In life science textbooks, an introduction to blood types often includes a chart titled blood types and their markers. Blood type O is usually indicated by a drawing of a blood cell. The picture for Blood type A usually has shapes, such as yellow triangles around the perimeter of a blood cell. Type B would be indicated by another shape, and then type AB would have both shapes on it.
This chart can easily be turned into a hands- on learning activity. Cut several red circles form heavy read paper to represent the blood cells. From post-It notes TM cut several triangular shapes to represent the type A marker “molecules” from the end of the note that is sticky. Then cut another shape to indicate the B markers. We used squares. The background of a black table or paper works well for great contrast for a student with low vision.

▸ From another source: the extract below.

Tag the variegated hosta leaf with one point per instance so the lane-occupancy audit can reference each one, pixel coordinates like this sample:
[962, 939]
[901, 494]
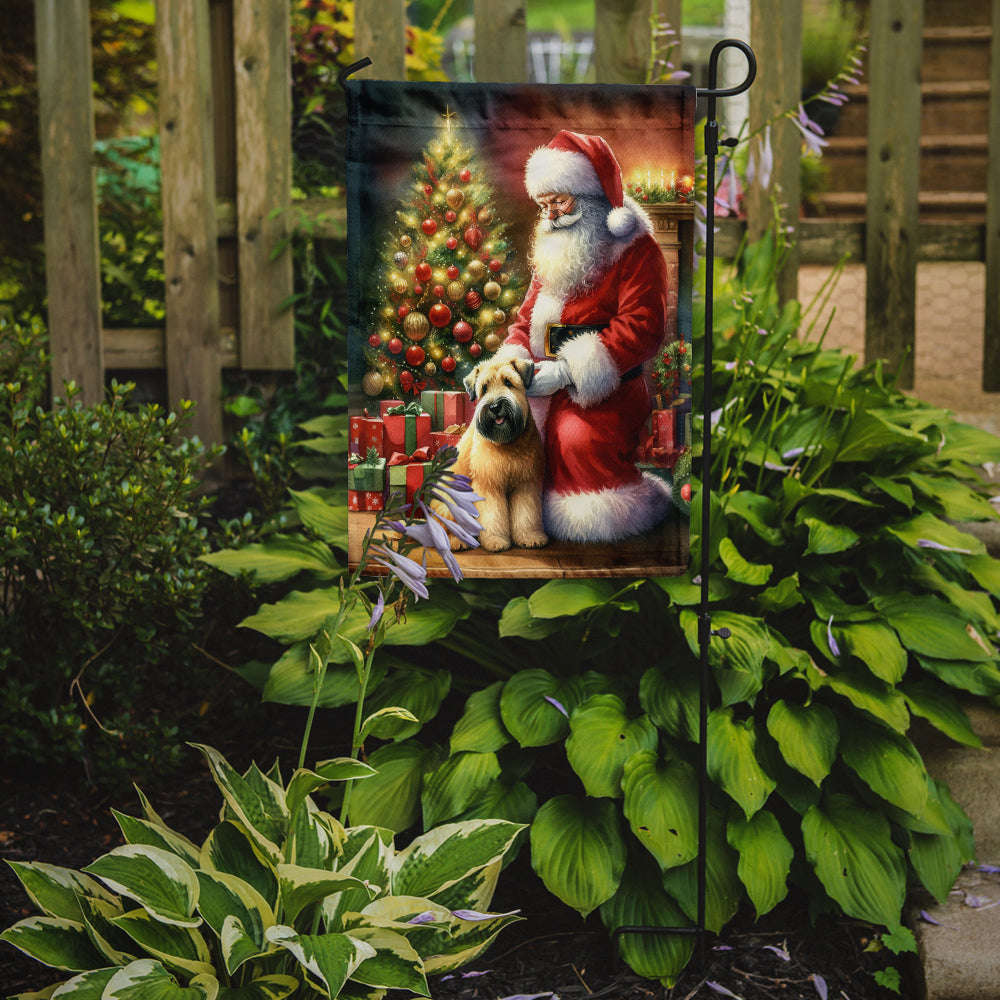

For a student with little useful vision, a tray helps organize and contain the pieces which are easy to handle when made out of thick paper.
(The student will)
1. Examine the circles and markers, identifying the “blood cells” and each of the markers.
2. Place the triangle markers around one of the blood cells indicating that those are the A markers.
3. Place the square markers around another blood cell describing those as the B markers.
4. Remove the A and B markers and place both A and B markers around another Blood cell to create a model of type AB blood.
5. Identify that the marker molecules on your red blood cells determine your blood type and the type of blood that can safely be received in transfusions.
6. After reading the text and class discussion, choose a blood type and identify which other blood types that person could safely receive in a transfusion. Explain why.